Gradual revolution in funding has led to one-third fewer statements but it means teachers can intervene earlier to offer support

A SPECIAL educational needs revolution is shifting responsibility for England's most vulnerable pupils directly on to schools and dramatically cutting parents' chances of gaining a statement for their child. Councils have moved the money they held centrally to school budgets, leading to a 37 per cent drop in the numbers of new statements issued in the past decade.

The shift is welcomed in principle by schools because it allows them to intervene at an earlier stage and it cuts down on bureaucracy. But it has been achieved piecemeal without legislation or national public consultation and debate.

The different way the money has been distributed means that some schools say they are left with insufficient funds. The closure of 146 special schools since 1997 means that mainstream schools are taking in more children with special needs.

And it has left many parents bewildered, fearing that their children will fall through the gaps without the statements that legally entitle them to a specified level of support.

A survey of 37 councils by the TES indicates that of the 92 per cent delegating funds, 82 per cent are distributing them using proxy indicators such as free school meal and prior attainment levels, rather than auditing pupils actual needs.

Jess Stansfield, a special educational needs co-ordinator at a primary in Southwark, south London. said her school made the funding switch in April and was told it would eventually lose more than pound;50,000 a year.

This week she told the Professional Association of Teachers conference in Harrogate: "A school could have high numbers of children with dyslexia, dyspraxia, haemiplegia, cerebral palsy, autism, global delay, visual or hearing impairment and be funded nothing for their specific support."

Southwark says a majority of its schools get more money. Audits, it says, are "overly bureaucratic".

Roger Inman, chief executive of the Independent Panel for Special Education Advice (Ipsea), a charity, said: "It is not the process I disagree with, it is the speed of change.

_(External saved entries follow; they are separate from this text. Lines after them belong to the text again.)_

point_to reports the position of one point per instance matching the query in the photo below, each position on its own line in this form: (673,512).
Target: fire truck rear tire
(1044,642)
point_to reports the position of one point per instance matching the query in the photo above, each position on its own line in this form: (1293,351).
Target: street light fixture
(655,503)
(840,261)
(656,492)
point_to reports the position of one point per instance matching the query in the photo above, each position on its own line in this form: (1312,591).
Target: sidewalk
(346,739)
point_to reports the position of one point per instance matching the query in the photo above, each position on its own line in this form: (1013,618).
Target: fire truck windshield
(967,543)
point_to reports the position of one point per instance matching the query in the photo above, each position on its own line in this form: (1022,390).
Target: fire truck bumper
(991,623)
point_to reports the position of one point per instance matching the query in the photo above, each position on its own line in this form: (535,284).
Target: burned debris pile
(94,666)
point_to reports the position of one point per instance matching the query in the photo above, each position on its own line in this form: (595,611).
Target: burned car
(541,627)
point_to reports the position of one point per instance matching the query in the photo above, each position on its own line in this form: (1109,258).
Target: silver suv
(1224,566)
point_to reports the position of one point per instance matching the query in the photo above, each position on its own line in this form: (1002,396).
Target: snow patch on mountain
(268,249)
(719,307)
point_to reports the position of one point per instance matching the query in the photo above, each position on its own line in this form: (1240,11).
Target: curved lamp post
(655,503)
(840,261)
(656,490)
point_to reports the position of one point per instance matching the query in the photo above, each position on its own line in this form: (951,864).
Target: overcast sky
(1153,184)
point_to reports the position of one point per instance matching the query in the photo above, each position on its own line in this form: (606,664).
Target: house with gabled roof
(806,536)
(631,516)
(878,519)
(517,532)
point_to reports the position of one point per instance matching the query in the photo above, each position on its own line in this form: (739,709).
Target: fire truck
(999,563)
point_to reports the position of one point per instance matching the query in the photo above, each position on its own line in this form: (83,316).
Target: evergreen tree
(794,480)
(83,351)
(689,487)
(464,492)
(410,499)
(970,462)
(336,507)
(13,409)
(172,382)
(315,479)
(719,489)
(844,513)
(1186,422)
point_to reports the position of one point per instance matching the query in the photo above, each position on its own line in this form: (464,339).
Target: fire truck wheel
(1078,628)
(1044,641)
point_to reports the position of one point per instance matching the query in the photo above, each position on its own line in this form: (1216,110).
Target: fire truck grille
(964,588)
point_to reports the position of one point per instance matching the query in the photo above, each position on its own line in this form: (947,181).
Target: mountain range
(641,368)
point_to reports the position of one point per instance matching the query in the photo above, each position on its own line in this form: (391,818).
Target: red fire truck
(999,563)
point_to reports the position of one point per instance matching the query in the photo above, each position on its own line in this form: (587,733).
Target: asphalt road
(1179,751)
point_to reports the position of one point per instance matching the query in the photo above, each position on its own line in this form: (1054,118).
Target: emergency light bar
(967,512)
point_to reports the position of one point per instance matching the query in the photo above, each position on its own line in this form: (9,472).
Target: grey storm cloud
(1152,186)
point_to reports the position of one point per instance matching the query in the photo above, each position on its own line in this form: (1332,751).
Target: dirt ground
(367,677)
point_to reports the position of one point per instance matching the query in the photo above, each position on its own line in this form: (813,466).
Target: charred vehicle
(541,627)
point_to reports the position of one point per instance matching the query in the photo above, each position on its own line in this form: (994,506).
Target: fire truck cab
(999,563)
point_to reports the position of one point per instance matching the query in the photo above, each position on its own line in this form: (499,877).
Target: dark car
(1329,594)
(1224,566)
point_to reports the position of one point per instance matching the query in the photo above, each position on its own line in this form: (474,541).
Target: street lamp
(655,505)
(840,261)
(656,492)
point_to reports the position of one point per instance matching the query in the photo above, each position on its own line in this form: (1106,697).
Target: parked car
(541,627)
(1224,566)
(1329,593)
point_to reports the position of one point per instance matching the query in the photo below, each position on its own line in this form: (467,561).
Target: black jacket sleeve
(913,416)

Some schools have not got enough capacity and expertise to run the system by themselves yet. "

Cambridgeshire has delegated money for statemented pupils to school budgets using free meals and prior attainment to decide where the funding should be allocated.

Tony Heath, director of inclusion at Hinchingbrooke school at Huntingdon, said: "It means you can get away from the paperchase of statements and respond to the needs of your pupils in the classroom."

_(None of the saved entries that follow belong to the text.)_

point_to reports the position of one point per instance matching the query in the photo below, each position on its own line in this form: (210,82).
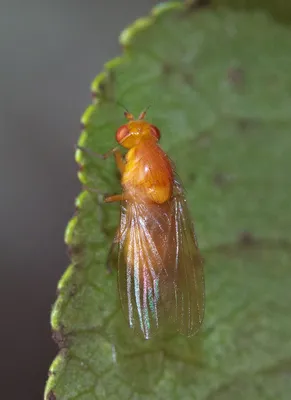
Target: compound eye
(155,132)
(121,133)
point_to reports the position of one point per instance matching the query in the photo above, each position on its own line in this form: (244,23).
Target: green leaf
(219,84)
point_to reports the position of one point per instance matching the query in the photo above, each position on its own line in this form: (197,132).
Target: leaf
(220,88)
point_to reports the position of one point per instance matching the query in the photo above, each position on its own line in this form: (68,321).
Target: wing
(187,283)
(160,272)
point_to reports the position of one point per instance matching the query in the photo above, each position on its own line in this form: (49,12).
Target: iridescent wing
(160,272)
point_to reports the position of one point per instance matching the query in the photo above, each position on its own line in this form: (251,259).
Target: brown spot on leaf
(51,396)
(60,339)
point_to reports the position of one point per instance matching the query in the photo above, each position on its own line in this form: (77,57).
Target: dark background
(50,51)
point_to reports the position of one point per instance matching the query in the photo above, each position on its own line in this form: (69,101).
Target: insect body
(160,271)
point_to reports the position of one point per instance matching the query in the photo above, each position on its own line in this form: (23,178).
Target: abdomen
(148,174)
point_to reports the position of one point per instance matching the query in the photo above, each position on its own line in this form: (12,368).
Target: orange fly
(160,270)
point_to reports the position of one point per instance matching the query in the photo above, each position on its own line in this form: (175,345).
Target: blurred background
(50,51)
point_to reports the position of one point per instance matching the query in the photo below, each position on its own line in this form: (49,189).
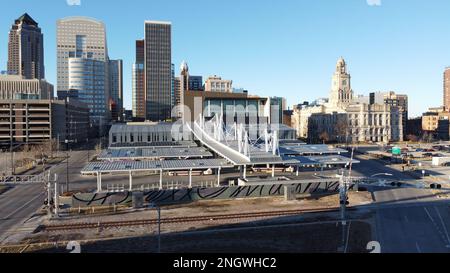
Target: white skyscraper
(82,63)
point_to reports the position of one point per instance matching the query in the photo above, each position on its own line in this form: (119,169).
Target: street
(21,202)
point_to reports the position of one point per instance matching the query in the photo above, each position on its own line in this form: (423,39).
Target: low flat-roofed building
(37,121)
(145,133)
(25,121)
(13,87)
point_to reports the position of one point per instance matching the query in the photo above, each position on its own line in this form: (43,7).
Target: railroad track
(180,220)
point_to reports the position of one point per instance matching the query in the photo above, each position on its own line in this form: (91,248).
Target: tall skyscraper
(26,49)
(83,64)
(116,89)
(138,82)
(341,90)
(158,70)
(447,88)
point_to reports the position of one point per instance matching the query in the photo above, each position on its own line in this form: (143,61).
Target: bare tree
(341,129)
(412,138)
(324,137)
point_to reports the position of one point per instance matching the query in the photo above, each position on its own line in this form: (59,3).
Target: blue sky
(286,48)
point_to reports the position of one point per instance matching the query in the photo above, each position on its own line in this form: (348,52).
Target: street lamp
(87,143)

But as chair of a special needs group representing more than 20 local schools, he believes the new system is far from perfect.

"It presupposes those who need extra help and support are all poor pupils with low prior performance. If a pupil with high-functioning Asperger's from a middle-class home comes, there is no funding whatsoever," he said.

Gordon Jeyes, Cambridgeshire children's services director, said the distribution had been successful so far, but the authority would be reviewing the formula.

The reduction in statements is also caused by dubious practices by some councils, Ipsea alleges. They publish "illegitimate" criteria that set the bar for triggering an assessment of a pupil's needs too high. That acts as a disincentive to parents unaware they can challenge a refusal at a tribunal. The charity says some authorities say they have no money to pay for provision set out in statements, even though it remains their legal responsibility.

A Department for Children Schools and Families spokeswoman said delegation of funding allowed schools to make early decisions about the support needed for pupils. "Schools are expected to use the whole of their resources to ensure that the needs of all pupils are met," she said.